ROSARIO, Argentina: Police officers demanding better pay and mental health support in the crime-blighted Argentine city of Rosario burned tires on a third day of demonstrations Wednesday, sparked by a spate of suicides within the force.
Their protest resulted in authorities agreeing to a wage increase, prompting the officers to call off their action.
The officers demanded better pay and more psychological support as they battle drug-related crime in Argentina’s third-most populous city, hometown of football star Lionel Messi.
The trigger for the protests, which began on Monday, was the death by suicide last week of a 32-year-old officer — the latest in a string of such deaths in Santa Fe province, where Rosario is located.
Monday’s protest ended in scuffles between the demonstrators and fellow officers sent to disperse them.
On Wednesday, thick, black smoke rose from burning tires outside police headquarters and convoys of patrol cars and police motorcycles blared their sirens.

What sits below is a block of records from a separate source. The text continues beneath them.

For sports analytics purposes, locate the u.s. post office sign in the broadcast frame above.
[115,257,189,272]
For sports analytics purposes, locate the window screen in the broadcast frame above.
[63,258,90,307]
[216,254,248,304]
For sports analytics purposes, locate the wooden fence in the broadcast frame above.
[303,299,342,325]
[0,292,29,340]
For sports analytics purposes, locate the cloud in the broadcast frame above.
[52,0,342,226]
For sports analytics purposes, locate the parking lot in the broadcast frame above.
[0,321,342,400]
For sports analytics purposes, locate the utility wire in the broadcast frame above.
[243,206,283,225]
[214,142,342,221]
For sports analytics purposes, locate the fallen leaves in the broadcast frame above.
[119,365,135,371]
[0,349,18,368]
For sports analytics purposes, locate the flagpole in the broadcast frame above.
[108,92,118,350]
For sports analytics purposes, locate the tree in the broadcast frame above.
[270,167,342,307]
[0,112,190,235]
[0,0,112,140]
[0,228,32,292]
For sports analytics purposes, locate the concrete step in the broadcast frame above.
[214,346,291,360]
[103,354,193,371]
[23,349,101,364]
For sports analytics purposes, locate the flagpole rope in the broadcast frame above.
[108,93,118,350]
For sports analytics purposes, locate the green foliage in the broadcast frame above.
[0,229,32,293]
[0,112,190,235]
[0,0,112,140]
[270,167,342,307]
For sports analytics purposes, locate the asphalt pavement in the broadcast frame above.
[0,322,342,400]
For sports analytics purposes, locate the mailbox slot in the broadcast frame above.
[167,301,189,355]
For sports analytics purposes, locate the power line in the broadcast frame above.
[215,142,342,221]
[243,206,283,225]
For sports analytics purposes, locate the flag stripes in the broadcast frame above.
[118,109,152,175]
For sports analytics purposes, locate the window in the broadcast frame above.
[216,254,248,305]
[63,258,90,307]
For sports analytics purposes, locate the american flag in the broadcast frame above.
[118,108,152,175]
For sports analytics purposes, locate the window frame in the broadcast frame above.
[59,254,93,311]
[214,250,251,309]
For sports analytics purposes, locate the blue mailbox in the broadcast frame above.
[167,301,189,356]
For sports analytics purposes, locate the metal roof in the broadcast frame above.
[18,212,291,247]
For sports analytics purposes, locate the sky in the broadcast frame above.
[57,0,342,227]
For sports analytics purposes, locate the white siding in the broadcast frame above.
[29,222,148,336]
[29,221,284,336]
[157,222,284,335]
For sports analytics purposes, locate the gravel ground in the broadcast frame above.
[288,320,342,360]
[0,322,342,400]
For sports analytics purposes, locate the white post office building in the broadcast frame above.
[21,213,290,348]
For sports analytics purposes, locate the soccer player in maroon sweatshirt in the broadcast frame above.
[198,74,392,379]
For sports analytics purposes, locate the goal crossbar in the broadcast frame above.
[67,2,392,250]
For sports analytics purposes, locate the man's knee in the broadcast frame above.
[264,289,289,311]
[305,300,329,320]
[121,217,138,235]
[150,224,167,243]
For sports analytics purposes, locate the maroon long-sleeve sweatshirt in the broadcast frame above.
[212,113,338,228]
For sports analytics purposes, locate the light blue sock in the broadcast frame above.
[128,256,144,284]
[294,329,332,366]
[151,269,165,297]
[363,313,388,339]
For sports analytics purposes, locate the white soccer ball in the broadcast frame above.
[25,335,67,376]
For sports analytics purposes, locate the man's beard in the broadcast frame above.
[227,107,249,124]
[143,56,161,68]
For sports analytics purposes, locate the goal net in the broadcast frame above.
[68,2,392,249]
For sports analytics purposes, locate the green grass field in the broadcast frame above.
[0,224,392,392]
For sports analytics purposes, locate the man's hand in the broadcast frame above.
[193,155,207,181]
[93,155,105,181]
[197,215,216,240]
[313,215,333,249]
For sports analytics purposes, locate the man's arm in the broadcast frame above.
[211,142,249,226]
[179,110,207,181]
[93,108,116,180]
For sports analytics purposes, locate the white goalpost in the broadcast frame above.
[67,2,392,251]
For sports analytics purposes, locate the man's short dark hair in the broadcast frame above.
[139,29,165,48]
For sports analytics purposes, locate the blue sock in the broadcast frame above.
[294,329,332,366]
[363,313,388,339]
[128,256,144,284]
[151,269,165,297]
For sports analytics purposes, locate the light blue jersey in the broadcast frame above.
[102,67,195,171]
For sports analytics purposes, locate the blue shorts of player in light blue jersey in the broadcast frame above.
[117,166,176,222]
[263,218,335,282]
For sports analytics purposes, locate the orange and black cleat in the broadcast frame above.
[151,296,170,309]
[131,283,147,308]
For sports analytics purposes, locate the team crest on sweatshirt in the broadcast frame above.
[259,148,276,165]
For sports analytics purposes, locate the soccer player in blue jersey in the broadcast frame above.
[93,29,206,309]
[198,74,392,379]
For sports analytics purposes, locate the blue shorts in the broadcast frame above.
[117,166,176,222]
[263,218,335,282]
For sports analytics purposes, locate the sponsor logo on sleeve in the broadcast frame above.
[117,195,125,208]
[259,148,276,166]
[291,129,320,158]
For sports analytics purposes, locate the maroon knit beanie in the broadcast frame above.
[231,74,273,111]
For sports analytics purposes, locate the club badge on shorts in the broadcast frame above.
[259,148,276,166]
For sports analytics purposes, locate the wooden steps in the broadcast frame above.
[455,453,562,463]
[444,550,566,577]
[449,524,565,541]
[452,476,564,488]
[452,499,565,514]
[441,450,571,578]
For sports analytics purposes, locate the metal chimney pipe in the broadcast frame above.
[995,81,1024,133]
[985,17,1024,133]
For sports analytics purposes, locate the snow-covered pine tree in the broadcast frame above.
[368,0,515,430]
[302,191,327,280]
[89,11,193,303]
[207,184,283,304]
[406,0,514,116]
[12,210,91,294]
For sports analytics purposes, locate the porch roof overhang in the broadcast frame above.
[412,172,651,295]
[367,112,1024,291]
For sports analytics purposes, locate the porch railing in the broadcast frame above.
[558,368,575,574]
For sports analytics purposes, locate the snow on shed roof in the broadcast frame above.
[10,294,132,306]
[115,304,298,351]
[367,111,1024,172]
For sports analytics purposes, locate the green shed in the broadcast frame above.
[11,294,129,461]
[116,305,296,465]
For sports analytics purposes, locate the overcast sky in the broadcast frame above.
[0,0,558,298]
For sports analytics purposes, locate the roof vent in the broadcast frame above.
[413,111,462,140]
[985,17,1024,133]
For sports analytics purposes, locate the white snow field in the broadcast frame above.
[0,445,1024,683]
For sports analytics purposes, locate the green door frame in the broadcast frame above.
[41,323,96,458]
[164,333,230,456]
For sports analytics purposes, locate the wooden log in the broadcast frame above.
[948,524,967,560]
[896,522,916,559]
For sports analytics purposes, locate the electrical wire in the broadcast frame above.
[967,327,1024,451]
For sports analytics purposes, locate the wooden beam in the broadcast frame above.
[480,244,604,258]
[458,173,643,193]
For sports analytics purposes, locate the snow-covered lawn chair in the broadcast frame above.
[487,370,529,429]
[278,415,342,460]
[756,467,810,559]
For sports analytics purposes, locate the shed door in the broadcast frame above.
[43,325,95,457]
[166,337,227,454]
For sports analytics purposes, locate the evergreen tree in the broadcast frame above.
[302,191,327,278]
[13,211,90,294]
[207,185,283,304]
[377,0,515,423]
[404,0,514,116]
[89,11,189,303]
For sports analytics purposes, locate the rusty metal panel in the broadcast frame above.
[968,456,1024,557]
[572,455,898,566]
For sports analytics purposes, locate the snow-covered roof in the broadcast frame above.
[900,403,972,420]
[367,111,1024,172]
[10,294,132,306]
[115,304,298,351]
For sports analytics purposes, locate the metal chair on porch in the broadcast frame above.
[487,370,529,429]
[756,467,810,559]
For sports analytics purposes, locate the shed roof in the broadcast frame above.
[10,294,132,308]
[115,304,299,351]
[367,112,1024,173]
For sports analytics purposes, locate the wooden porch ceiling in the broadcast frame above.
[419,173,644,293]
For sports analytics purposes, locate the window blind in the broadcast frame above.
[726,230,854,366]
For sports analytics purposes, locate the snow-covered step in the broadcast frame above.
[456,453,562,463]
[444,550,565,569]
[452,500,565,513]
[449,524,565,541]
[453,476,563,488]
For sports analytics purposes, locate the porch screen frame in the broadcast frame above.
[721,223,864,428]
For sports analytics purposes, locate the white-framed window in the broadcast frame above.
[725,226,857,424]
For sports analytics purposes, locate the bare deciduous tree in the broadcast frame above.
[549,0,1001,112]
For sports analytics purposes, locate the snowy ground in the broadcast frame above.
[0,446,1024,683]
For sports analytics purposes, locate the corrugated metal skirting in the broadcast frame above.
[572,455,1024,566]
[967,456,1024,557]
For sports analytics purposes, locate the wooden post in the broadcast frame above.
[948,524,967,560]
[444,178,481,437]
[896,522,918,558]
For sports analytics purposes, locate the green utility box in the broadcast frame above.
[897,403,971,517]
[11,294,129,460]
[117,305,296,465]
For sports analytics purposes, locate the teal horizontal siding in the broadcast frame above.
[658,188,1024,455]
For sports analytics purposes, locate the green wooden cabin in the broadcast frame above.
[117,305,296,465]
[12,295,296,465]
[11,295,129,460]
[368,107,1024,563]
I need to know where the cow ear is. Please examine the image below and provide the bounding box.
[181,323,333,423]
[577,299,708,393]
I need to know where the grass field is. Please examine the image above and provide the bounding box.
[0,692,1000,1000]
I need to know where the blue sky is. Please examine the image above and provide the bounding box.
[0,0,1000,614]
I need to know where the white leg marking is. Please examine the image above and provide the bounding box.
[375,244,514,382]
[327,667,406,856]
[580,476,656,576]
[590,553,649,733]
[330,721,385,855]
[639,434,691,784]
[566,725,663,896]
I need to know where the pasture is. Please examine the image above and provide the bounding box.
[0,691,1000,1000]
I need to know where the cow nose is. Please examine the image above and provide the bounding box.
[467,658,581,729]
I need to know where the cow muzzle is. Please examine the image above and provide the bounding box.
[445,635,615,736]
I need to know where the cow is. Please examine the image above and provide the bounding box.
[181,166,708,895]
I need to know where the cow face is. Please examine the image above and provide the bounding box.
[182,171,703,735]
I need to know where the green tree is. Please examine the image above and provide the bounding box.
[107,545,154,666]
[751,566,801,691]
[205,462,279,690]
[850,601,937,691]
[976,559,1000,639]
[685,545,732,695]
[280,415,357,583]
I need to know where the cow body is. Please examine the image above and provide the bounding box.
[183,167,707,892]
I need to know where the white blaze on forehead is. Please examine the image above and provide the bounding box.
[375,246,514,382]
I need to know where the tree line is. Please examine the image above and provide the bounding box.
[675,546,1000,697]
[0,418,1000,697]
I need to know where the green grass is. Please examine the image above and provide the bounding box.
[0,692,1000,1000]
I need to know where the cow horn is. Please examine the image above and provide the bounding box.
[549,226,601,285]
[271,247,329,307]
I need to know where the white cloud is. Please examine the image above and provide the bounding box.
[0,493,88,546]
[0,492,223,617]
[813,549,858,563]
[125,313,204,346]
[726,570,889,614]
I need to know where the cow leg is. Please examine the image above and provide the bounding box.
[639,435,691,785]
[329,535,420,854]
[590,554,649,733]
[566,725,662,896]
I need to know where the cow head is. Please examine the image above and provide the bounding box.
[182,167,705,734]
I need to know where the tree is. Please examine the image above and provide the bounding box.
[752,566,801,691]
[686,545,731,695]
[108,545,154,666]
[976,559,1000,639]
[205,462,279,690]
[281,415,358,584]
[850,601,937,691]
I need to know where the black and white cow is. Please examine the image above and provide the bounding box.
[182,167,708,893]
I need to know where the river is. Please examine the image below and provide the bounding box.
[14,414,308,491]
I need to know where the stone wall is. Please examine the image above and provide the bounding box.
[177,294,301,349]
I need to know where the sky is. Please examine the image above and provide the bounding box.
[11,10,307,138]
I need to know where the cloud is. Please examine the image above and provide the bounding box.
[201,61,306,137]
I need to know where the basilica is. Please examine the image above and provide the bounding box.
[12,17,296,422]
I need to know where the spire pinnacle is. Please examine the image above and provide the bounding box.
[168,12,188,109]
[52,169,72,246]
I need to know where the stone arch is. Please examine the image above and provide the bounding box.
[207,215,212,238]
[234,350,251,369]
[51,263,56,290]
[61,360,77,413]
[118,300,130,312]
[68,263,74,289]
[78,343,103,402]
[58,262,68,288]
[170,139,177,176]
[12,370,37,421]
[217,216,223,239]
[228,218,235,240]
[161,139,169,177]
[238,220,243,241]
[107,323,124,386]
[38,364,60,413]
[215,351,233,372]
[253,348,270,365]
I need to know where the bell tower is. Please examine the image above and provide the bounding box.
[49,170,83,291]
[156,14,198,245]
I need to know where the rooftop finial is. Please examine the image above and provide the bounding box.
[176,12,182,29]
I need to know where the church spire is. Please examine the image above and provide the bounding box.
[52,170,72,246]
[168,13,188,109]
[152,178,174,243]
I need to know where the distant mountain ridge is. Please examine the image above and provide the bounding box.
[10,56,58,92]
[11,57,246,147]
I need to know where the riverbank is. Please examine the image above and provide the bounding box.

There are no official figures on the number of police suicides in Santa Fe, but one protester held a sign in the shape of a cross with about 20 names of officers who took their own lives or died in the line of duty.
The average monthly wage for a police officer in Rosario is about $600.
Some officers told AFP, on condition of anonymity, that they had to pay for their office internet, uniforms and even ammunition.
“Without decent wages there is no mental health,” read a placard held aloft by another demonstrator.
A 68-year-old retired police officer, who gave his name only as Nestor, told AFP that his grandson, also a policeman, killed himself in May 2025.
He blamed his death on “so much pressure, both personal and institutional: that the money isn’t enough, that you have to work overtime, that you have a family to support.”
The province’s security minister, Pablo Cococcioni, on Wednesday attempted to calm the tensions by reinstating officers who were suspended over the protests a day earlier and vowed to boost mental health programs.
Provincial governor Maximiliano Pullaro later announced that the officers’ “demand has been heard.”
He added: “I want to be clear: no police officer in the province, nor any prison officer, will receive a salary lower than 1,350,000 pesos,” about $960.
The protest was then called off.
Messi, Di Maria hometown
Rosario is Argentina’s most violent city. It is home to a key port on South America’s second-longest river after the Amazon — the Parana — which has made it a hotspot for the trafficking of drugs from the interior of South America to ports on the continent’s southern coast.
In recent years it made headlines over threats received by home-grown football stars such as Messi and Angel Di Maria from organized crime gangs.
The murder rate, which is still the nation’s highest, has however fallen dramatically in the past two years, with authorities crediting a crackdown on gangs on the streets and in prisons.